NAME

PDL::EditDistance - Wagner-Fischer edit distance and alignment for PDLs.

SYNOPSIS

use PDL;
use PDL::EditDistance;

##-- input PDLs
$a = pdl([map { ord($_) } qw(G U M B O)]);
$b = pdl([map { ord($_) } qw(G A M B O L)]);

$a1 = pdl([0, map { ord($_) } qw(G U M B O)]);
$b1 = pdl([0, map { ord($_) } qw(G A M B O L)]);

##-------------------------------------------------------------
## Levenshtein distance
$dist          = edit_distance_static($a,$b, 0,1,1,1);
($dist,$align) = edit_align_static($a,$b, 0,1,1,1);

##-------------------------------------------------------------
## Wagner-Fischer distance
@costs         = ($costMatch=0,$costInsert=1,$costDelete=1,$costSubstitute=2);
$dist          = edit_distance_static($a,$b, @costs);
($dist,$align) = edit_align_static($a,$b, @costs);

##-------------------------------------------------------------
## General edit distance
$costsMatch = random($a->nelem+1, $b->nelem+1);
$costsIns   = random($a->nelem+1, $b->nelem+1);
$costsDel   = random($a->nelem+1, $b->nelem+1);
$costsSubst = random($a->nelem+1, $b->nelem+1);
@costs         = ($costsMatch,$costsIns,$costDel,$costsSubst);
$dist          = edit_distance_full($a,$b,@costs);
($dist,$align) = edit_align_full($a,$b,@costs);

##-------------------------------------------------------------
## Alignment
$op_match = align_op_match();      ##-- constant
$op_del   = align_op_insert1();    ##-- constant
$op_ins   = align_op_insert2();    ##-- constant
$op_subst = align_op_substitute(); ##-- constant

($apath,$bpath,$pathlen) = edit_bestpath($align);
($ai,$bi,$ops,$pathlen)  = edit_pathtrace($align);

##-------------------------------------------------------------
## Longest Common Subsequence
$lcs = edit_lcs($a,$b);
($ai,$bi,$lcslen) = lcs_backtrace($a,$b,$lcs);

FUNCTIONS

_edit_pdl

Signature: (a(N); [o]apdl(N+1))

Convenience method. Returns a pdl $apdl() suitable for representing $a(), which can be specified as a UTF-8 or byte-string, as an arrays of numbers, or as a PDL. $apdl(0) is always set to zero.

edit_costs

Signature: (PDL::Type type; int N; int M;
            [o]costsMatch(N+1,M+1); [o]costsIns(N+1,M+1); [o]costsDel(N+1,M+1); [o]costsSubst(N+1,M+1))

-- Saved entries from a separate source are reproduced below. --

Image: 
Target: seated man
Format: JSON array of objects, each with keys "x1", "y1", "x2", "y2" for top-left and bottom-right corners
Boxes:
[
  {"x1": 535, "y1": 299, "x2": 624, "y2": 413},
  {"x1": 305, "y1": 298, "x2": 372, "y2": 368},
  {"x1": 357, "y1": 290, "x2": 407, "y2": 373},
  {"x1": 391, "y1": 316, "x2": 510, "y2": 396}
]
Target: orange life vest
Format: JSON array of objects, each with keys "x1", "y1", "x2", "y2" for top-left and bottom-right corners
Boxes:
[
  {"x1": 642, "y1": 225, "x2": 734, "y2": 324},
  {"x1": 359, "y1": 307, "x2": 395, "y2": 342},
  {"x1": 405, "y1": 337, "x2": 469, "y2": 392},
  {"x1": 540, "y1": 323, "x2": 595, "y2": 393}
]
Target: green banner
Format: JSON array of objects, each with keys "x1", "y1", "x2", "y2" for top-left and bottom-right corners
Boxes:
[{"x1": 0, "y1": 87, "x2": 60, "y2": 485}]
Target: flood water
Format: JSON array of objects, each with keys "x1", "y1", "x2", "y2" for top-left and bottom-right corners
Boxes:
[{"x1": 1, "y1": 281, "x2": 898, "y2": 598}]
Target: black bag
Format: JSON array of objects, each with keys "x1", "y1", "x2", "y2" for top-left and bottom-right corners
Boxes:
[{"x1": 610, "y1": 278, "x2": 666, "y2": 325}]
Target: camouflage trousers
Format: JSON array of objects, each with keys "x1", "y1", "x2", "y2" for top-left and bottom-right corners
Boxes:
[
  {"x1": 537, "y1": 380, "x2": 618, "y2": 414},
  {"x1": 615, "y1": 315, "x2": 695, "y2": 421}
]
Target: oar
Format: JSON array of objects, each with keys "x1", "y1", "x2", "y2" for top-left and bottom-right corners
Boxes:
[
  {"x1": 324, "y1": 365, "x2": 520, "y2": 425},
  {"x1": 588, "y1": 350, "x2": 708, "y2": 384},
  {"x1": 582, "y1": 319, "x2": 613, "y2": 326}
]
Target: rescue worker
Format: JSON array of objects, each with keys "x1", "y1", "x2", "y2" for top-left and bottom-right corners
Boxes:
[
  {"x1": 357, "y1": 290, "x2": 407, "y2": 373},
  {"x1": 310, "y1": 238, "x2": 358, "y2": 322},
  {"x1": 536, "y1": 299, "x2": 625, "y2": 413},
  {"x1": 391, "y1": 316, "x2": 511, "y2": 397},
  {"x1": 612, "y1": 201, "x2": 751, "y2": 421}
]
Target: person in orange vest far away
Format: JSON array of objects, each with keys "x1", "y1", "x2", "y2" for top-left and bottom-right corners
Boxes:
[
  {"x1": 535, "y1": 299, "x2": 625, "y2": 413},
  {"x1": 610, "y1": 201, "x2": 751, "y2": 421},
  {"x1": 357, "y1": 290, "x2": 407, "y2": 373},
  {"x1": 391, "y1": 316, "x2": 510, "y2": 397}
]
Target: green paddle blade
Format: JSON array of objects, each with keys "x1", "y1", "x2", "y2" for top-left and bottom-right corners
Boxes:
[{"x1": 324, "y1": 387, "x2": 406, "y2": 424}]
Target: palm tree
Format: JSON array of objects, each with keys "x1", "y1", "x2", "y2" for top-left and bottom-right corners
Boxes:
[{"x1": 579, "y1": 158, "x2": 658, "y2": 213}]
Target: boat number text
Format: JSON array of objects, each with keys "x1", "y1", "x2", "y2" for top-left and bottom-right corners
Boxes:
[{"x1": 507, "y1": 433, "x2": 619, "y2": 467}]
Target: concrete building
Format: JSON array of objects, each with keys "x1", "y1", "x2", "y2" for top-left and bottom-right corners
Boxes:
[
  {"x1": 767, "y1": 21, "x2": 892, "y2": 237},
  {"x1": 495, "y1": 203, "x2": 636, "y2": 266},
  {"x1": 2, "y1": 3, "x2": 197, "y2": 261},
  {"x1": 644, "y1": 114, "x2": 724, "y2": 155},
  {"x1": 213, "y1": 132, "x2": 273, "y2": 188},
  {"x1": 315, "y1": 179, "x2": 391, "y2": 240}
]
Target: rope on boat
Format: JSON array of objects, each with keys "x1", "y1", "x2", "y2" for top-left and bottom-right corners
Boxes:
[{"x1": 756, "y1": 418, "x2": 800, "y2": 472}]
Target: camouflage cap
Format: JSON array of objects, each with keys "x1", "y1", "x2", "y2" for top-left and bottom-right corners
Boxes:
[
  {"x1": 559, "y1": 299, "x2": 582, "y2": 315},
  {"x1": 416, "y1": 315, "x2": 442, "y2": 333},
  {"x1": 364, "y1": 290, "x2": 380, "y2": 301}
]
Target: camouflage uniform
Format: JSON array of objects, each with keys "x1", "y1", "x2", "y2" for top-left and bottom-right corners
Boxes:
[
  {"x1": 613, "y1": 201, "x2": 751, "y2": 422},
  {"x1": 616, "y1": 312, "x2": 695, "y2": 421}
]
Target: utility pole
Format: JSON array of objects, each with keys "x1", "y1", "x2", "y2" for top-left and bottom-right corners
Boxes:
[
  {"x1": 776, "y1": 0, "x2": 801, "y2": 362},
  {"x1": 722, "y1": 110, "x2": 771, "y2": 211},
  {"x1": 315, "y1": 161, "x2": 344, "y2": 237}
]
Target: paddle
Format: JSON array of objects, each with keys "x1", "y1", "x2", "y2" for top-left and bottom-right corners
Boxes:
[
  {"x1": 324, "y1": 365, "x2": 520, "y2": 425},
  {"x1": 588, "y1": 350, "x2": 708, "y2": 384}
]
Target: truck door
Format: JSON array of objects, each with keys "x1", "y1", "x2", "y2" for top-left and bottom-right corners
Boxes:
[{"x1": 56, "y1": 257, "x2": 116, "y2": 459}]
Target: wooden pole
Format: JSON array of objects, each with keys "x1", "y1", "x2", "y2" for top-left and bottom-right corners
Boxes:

Convenience method. Ensures existence and proper dimensionality of cost matrices for inputs of length N and M.

_edit_costs

Signature: (PDL::Type type; int N1; int M1;
            [o]costsMatch(N1,M1); [o]costsIns(N1,M1); [o]costsDel(N1,M1); [o]costsSubst(N1,M1))

Low-level method. Ensures existence and proper dimensionality of cost matrices for inputs of length N1-1 and M1-1.

edit_costs_static

Signature: (PDL::Type type; int N; int M;
            staticCostMatch(); staticCostIns(); staticCostSubst();
            [o]costsMatch(N+1,M+1); [o]costsIns(N+1,M+1); [o]costsDel(N+1,M+1); [o]costsSubst(N+1,M+1))

Convenience method.

edit_distance_full

Signature: (a(N); b(M);
            costsMatch(N+1,M+1); costsIns(N+1,M+1); costsDel(N+1,M+1); costsSubst(N+1,M+1);
            [o]dist(N+1,M+1); [o]align(N+1,M+1))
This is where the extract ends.